We propose to remove Sec. 250.19(b)(2), and the requirement that
the distributing agency develop a sales verification system, as
described above. In the new Sec. Sec. 250.36(d) and 250.37(d), as
described later in the preamble, we are proposing to require the
processor to ensure that the distributor notify it, on a monthly basis,
of its sale of end products to recipient agencies at a discount, or
under a fee-for-service, through automated sales reports, or other
electronic or written submission, and to require the processor to
maintain records of such notification. These records would be available
for review by auditors, in conducting the audits required in the
proposed Sec. 250.18. We are also proposing, in the new Sec.
250.37(f), to require recipient agencies to maintain records of the
receipt of end products from processors or distributors. These records
would also be available for review by the distributing agency or other
parties, including auditors. Hence, in place of the current burden
imposed on the distributing agency to develop a system to verify end
product sales, we would ensure, through appropriate documentation, that
such sales have been made, and that recipient agencies have received
the end products that they are due. The distributing agency may still
require, at its option, that the processor submit documentation to
support information included in the processor's performance report,
including sales of end products to recipient agencies. The distributing
agency may also contact recipient agencies to ensure receipt of end
products.
In accordance with the removal of Sec. 250.19(b)(2), we would
redesignate current Sec. 250.19(b)(3), (b)(4), (b)(5), and (b)(6), as
Sec. 250.19(b)(2), (b)(3), (b)(4), and (b)(5), respectively. However,
we propose to remove the last sentence in the redesignated Sec.
250.19(b)(2), which requires the distributing agency to submit a copy
of the processor review report to the FNS Regional Office.
G. Distributing Agency Performance Standards, Sec. 250.24
In current Sec. 250.24(g), distributing agencies must provide for
the processing of donated foods, in accordance with current Sec.

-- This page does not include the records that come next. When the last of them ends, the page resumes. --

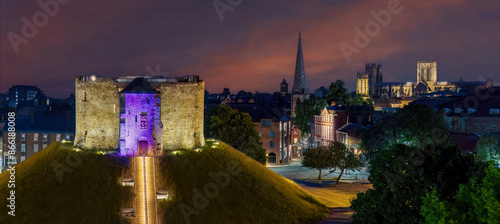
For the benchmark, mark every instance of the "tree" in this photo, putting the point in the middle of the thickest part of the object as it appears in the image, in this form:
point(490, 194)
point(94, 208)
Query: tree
point(237, 129)
point(476, 202)
point(343, 158)
point(338, 93)
point(305, 110)
point(402, 175)
point(488, 148)
point(318, 158)
point(360, 100)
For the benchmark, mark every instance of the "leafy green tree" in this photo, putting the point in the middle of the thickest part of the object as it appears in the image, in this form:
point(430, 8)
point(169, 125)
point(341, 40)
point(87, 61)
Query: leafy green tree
point(476, 202)
point(338, 93)
point(488, 148)
point(344, 159)
point(402, 175)
point(417, 126)
point(318, 158)
point(360, 100)
point(304, 112)
point(237, 129)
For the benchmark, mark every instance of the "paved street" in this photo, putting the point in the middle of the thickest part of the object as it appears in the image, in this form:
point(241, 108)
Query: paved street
point(336, 197)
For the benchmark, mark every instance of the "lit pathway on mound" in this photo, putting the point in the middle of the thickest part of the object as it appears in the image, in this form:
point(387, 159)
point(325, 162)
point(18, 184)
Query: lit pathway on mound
point(145, 190)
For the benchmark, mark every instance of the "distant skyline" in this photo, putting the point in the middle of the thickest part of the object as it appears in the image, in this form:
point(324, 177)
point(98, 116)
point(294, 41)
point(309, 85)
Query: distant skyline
point(253, 48)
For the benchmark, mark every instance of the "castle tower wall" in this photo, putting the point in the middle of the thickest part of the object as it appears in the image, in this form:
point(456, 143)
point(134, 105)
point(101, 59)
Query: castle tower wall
point(139, 122)
point(182, 106)
point(97, 108)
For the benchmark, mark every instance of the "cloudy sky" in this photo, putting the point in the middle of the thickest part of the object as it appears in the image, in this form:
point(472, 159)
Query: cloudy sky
point(252, 48)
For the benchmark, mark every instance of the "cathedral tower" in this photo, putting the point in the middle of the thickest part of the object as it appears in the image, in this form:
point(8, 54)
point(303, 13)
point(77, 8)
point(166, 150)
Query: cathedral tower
point(299, 91)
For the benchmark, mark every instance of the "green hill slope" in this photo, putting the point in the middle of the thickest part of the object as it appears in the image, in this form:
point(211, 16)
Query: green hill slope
point(58, 185)
point(222, 185)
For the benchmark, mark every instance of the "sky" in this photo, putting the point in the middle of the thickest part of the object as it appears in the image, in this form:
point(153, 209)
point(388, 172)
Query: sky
point(253, 47)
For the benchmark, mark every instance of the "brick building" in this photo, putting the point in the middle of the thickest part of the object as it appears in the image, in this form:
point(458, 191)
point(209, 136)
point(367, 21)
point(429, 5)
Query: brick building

250.30, and must inform recipient agencies of the processing options
available to them. Distributing agencies must also test end products,
prior to entering into a processing agreement, or may allow recipient
agencies to test end products, and must monitor acceptability of end
products. We propose to retain the current requirements in the revised
Sec. 250.24(g), but to reference requirements under Subpart C, and to
clarify that the distributing agency must ensure that recipient
agencies are aware of the processing options available to them. Most of
the information on processing is available on the FNS Web site or from
other readily available sources, as indicated in the new Sec.
250.39(b).
H. Subpart C--Processing of Donated Foods
As previously mentioned, we propose to completely revise current
Subpart C, Processing and Labeling of Donated Foods, which currently
contains only Sec. 250.30. In revising Subpart C, we would restructure
it into 10 new sections, to more clearly present the specific
processing requirements, and would rewrite them in plain language. We
propose to include the requirements for specific processing activities
more or less in the order in which they occur; i.e., entering into
processing agreements, processing of donated foods into end products,
sale of end products, submission of reports, etc. We also propose to
change the heading of Subpart C to Processing of Donated Foods. The
new sections proposed under the revised Subpart C include the
following:
250.30, Types of processing agreements.
250.31, Procurement requirements.
250.32, Protection of donated food value.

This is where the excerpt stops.